Between 1969 and 2012, Haywood took the checkered flag 38 times. He claimed five Daytona 24-Hour titles, three wins at Le Mans and two in the Sebring 12-Hour event. Twenty-eight of these wins came in IMSA-sanctioned events. But he also collected victories driving in Trans Am, Grand Am and other series – mostly behind the wheel of a Porsche.
Along with driving partner Peter Gregg, Haywood won the first IMSA GT race, held in 1971 at Virginia International Raceway. The pair went on to take the IMSA GT championship that year, and Haywood repeated the feat on his own in 1972.
“Hurley is the consummate product of IMSA,” Raffauf says.

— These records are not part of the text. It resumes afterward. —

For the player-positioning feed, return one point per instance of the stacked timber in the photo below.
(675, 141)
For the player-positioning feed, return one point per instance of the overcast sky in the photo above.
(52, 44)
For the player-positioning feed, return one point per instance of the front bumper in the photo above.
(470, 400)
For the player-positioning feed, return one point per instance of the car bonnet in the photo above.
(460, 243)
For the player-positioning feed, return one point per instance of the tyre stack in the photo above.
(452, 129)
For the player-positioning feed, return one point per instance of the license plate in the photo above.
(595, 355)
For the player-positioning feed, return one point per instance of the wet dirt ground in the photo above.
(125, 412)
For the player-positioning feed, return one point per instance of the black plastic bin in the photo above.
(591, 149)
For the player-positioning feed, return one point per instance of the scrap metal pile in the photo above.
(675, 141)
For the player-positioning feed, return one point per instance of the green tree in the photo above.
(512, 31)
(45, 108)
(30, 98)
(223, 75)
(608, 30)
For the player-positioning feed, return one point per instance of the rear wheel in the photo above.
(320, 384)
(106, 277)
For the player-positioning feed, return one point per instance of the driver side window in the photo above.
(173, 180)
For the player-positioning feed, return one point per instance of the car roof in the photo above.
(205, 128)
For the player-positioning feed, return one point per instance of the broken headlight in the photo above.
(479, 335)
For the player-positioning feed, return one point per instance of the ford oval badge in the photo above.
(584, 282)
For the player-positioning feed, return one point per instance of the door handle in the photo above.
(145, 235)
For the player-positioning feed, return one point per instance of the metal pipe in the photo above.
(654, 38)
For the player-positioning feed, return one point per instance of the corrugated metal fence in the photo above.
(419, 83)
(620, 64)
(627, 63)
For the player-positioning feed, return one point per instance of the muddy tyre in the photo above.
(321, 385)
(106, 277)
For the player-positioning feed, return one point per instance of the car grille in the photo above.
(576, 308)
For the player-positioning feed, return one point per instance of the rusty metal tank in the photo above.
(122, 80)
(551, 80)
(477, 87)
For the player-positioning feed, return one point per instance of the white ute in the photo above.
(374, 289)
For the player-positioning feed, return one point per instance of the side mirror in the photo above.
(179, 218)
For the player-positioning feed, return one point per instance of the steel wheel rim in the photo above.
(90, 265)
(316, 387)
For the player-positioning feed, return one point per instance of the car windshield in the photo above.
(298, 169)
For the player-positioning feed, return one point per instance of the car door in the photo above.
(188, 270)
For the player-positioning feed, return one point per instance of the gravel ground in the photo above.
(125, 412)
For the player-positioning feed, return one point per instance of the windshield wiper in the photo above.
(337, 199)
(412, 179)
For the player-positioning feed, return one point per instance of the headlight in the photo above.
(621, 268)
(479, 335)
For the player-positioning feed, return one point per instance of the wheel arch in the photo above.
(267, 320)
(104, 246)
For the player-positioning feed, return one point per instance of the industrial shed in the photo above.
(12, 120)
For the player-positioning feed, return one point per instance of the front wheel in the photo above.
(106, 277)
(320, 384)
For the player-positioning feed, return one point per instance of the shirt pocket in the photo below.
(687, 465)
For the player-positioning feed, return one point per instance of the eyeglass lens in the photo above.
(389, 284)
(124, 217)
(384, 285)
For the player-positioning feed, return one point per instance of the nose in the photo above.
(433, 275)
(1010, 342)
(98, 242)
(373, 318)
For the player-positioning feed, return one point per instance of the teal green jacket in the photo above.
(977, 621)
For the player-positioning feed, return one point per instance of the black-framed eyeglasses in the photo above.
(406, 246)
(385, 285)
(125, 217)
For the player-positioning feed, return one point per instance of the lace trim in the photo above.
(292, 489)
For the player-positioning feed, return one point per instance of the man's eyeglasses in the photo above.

Haywood’s achievements over 40 years behind the wheel earned him Grand Marshal honors at this year’s Rolex Monterey Motorsports Reunion. It caps a momentous couple of years. He published a book, in which he came out as gay – a fact hidden from the public throughout his career. A documentary called Hurley, also covering his life, was released. And he was honored at this year’s running of Le Mans.
And now he reigns at Laguna Seca.
Haywood won at the track, but not on that Sunday afternoon in 1976. Late in the race, he came on the radio to warn his crew that the car was desperately low on fuel. The team had miscalculated how much he needed to finish. Haywood was forced to coast into the pits for a splash of gas. He wound up with a third-place finish and some obvious regret.
“We would have won that race,” Haywood laments.